If a group G acts on a manifold M with a moment map (symplectic, contact, hyper-Kaehler, 3-Sasakian) and the action on the zero level set Z of the moment map is free, there is a well defined map from the G-equivariant cohomology of M to the ordinary cohomology of the quotient Z/G. If the manifold is compact and symplectic, then by a theorem of Kirwan, the map in question ("the Kirwan map") is surjective.
In the past thirty years, tremendous progress has been made in the study of moment maps, symplectic quotients, and the question of surjectivity. In recent years, similar questions have arisen in fields other than symplectic geometry: contact, hyper-Kaehler, and 3-Sasakian geometries. While some headway has been made in understanding moment maps and surjectivity in these fields, there remain many open questions. We wish to explore phenomena that are well understood in symplectic geometry but are more puzzling in these new settings.
Thus, the goal of this workshop is to obtain a better understanding of moment maps and the question of surjectivity. Well understood in the context of symplectic geometry, these have many applications. For example these results give an explicit description of the cohomology ring of moduli spaces of stable bundles over Riemann surfaces. In closely related fields, including contact, hyper-Kaehler, and 3-Sasakian geometries, the theory of moment maps and the question of surjectivity are not as well studied. We want to determine what techniques developed in symplectic geometry for understanding the topology of symplectic quotients, specifically, their cohomology rings, carry over to the settings of hyper-Kaehler, contact and 3-Sasakian geometries.
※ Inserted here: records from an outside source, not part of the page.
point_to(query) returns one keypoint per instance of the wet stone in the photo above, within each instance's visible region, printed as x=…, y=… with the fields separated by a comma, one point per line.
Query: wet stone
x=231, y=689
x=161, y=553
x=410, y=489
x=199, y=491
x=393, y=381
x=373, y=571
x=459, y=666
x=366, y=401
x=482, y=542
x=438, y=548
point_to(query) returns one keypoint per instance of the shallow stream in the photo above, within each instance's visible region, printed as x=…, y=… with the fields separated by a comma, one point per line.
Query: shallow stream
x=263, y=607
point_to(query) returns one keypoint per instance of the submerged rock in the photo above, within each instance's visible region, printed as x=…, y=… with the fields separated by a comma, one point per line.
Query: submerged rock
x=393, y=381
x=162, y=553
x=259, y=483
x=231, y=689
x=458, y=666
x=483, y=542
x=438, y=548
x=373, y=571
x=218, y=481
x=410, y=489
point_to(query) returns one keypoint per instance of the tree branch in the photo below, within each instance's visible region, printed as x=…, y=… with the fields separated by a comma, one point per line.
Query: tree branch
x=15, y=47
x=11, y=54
The workshop will differ from typical conferences in some regards. Participants will be invited to suggest open problems and questions before the workshop begins, and these will be posted on the workshop website. These include specific problems on which there is hope of making some progress during the workshop, as well as more ambitious problems which may influence the future activity of the field. Lectures at the workshop will be focused on familiarizing the participants with the background material leading up to specific problems, and the schedule will include discussion and working sessions.
Participants include J. Agapito Ruiz, C. Boyer, D. Burns, C. Chan, G. Daskalopoulos, B. Goetz, R. Goldin, M. Harada, T. Hausel, N. Ho, T. Holm, L. Jeffrey, H. Konno, G. Landweber, E. Lerman, H. Li, M. Libine, Y. Lin, L. Mare, J. Munn, M. Pflaum, N. Proudfoot, R. Sjamaar, J. Talvacchia, S. Tolman, A. Wade, J. Weitsman, G. Wilkin, S. Wu, and C. Zara.